Quando um jogador de futebol “perde um gol feito”, a torcida grita que o cara tem o “Pé torto”. Se acontece, vez e outra, má sorte com determinada pessoa diz-se logo que é um “Pé frio”. Ao contrário, se sempre acontecem coisas boas com o mesmo sujeito, dizem que o cara é “Pé quente”.

E sendo a língua manifestação viva de um grupo social, tem também seus modismos e, assim, expressões aparecem e desaparecem nem que sejam “ao Pé do ouvido”. Alguém ouviu falar de que início de namoro já foi começar o “Pé-de-alferes”? Talvez alguém ainda diga que juntar dinheiro seja fazer o “Pé de meia”, ou que ganhar um adicional ao salário por trabalhar além do prazo para a aposentadoria seja receber o “Pé na cova”. De todo modo, um sujeito dedicado ao trabalho e que hoje é um “Workaholic” já foi um dia chamado de “Pé de boi”.
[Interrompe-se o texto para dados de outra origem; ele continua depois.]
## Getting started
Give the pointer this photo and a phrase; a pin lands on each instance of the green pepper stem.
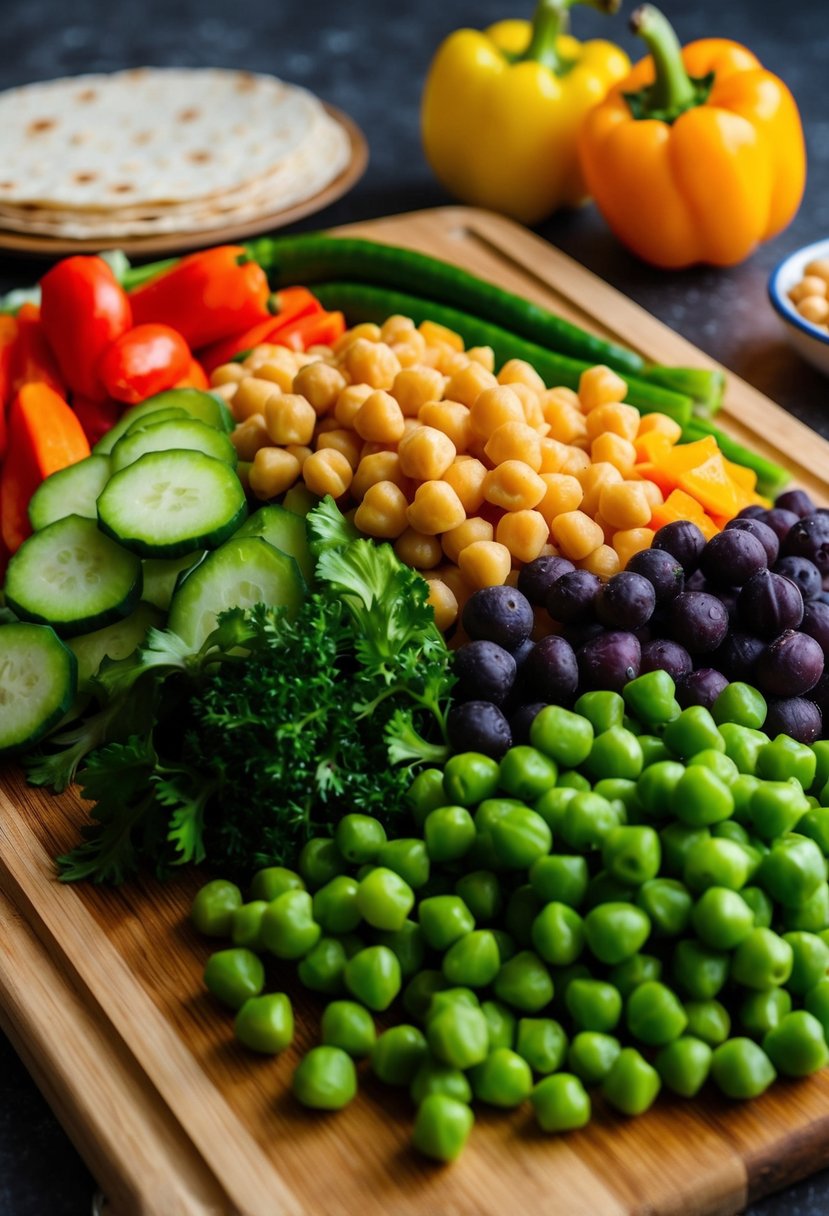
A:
(550, 21)
(672, 89)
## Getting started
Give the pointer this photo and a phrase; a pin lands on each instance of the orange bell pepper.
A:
(698, 155)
Na medicina, há uma infecção causada por fungo denominada “Pé de atleta”, vulgarmente, a “frieira”. Pula daqui pula dali, uma variação do sujeito alcoolizado, ou seja, do “Pé-de-cana” é um “Pé queimado”. Na vida militar, os soldados da Infantaria eram chamados de “Pés de poeira”. Não sei se perdura a tradição entre paraquedistas, chamar o soldado que não saltava dos aviões de “Pé preto”, pois os paraquedistas autênticos calçavam botas marrons, enquanto os primeiros só usavam botas pretas. Mas mexer com isso era “entrar em Pé de guerra.”

Na Literatura nacional era famoso o romance juvenil de José Mauro de Vasconcelos “Meu pé de laranja lima”. Na esfera religiosa, a cerimônia do “lava pés” está presente em várias culturas e não só nas cristãs. E como tudo hoje corre depressa, salvo questões na Justiça brasileira, lembro que alguém dirigindo automóvel em alta velocidade está com o “Pé na tábua”. E botando o “Pé” no freio, a malícia feminina não poderia ficar de fora dessas citações. Daí: rugas na face, perto dos olhos, são os tais “Pés de galinha”.
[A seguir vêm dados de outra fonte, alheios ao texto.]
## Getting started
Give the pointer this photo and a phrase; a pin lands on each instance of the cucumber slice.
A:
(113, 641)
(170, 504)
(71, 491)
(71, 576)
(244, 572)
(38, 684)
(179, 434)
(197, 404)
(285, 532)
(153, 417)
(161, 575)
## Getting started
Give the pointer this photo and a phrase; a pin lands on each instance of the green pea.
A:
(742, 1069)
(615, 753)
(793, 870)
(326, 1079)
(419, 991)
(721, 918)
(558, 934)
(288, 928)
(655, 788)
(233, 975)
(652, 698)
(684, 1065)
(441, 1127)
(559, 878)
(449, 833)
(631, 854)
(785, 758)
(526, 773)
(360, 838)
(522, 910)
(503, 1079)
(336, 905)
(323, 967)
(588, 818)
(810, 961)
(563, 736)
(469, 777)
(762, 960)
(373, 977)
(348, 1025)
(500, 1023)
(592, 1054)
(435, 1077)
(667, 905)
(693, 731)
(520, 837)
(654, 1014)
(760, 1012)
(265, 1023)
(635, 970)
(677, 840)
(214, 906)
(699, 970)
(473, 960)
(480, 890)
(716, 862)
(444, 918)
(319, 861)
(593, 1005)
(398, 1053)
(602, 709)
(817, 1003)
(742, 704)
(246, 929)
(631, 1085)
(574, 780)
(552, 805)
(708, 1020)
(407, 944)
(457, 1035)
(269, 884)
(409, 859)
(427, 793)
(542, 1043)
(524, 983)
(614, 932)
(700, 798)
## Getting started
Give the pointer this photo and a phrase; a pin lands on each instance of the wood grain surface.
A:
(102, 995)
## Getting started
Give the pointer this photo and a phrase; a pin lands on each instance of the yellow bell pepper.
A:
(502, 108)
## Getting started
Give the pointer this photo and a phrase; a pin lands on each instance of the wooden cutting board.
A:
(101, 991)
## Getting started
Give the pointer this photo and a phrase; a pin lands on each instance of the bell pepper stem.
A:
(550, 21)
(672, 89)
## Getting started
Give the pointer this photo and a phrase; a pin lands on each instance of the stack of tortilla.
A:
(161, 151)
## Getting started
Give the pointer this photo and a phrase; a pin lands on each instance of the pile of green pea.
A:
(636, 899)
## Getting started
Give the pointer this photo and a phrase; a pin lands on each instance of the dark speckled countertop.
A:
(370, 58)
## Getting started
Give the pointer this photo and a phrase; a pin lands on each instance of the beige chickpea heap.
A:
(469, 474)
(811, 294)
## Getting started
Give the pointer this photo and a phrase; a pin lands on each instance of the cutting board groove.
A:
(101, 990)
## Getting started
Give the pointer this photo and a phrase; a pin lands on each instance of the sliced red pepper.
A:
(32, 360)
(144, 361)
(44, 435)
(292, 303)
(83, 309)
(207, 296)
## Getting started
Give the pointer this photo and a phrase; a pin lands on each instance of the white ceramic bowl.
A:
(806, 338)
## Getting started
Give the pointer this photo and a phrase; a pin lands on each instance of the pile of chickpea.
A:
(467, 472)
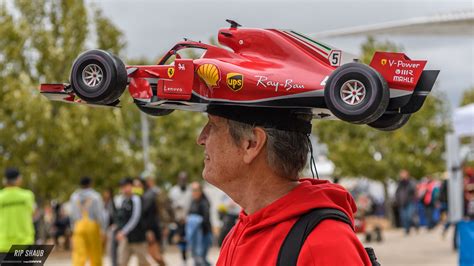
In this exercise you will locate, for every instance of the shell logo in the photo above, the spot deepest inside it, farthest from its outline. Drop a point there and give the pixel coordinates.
(209, 73)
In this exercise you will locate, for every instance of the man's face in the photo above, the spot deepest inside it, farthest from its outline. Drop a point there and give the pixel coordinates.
(222, 158)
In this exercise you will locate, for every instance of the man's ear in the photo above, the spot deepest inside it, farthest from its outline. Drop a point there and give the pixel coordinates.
(254, 147)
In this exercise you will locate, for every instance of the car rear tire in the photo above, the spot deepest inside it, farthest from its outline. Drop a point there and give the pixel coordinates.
(356, 93)
(98, 77)
(389, 122)
(154, 111)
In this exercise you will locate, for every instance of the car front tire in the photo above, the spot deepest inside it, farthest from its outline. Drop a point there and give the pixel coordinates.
(98, 77)
(356, 93)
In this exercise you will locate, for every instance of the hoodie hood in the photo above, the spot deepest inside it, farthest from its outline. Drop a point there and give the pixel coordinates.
(309, 194)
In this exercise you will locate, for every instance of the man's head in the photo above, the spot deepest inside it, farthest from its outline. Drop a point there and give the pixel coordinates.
(232, 146)
(126, 186)
(196, 190)
(183, 179)
(85, 182)
(12, 176)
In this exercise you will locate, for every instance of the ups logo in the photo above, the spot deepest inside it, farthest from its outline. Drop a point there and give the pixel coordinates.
(235, 81)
Quando é esquecido o nome de uma árvore, a lacuna pode ser preenchida pelo genérico “Pé de pau”. Claro que em botânica doméstica, toda planta é um “Pé” disso ou daquilo: “Pé de feijão”, “Pé de goiaba”, “Pé de mamão”, “Pé de maconha”… Opa! “Pé de maconha” resta proibido nestas plagas, e enquanto o seu uso medicinal não for aprovado e referendado pela vagarosa Justiça (“Pé de chumbo”) do país continuará sendo um “Pé” ilegal. E quem estiver esperando tal liberação medicinal e suas variações que se prepare: pode ir primeiro para a “cidade dos Pés juntos”. Melhor parar por aqui, pois aprofundar-me nisso seria fechar a crônica no estilo “meter os Pés pelas mãos”.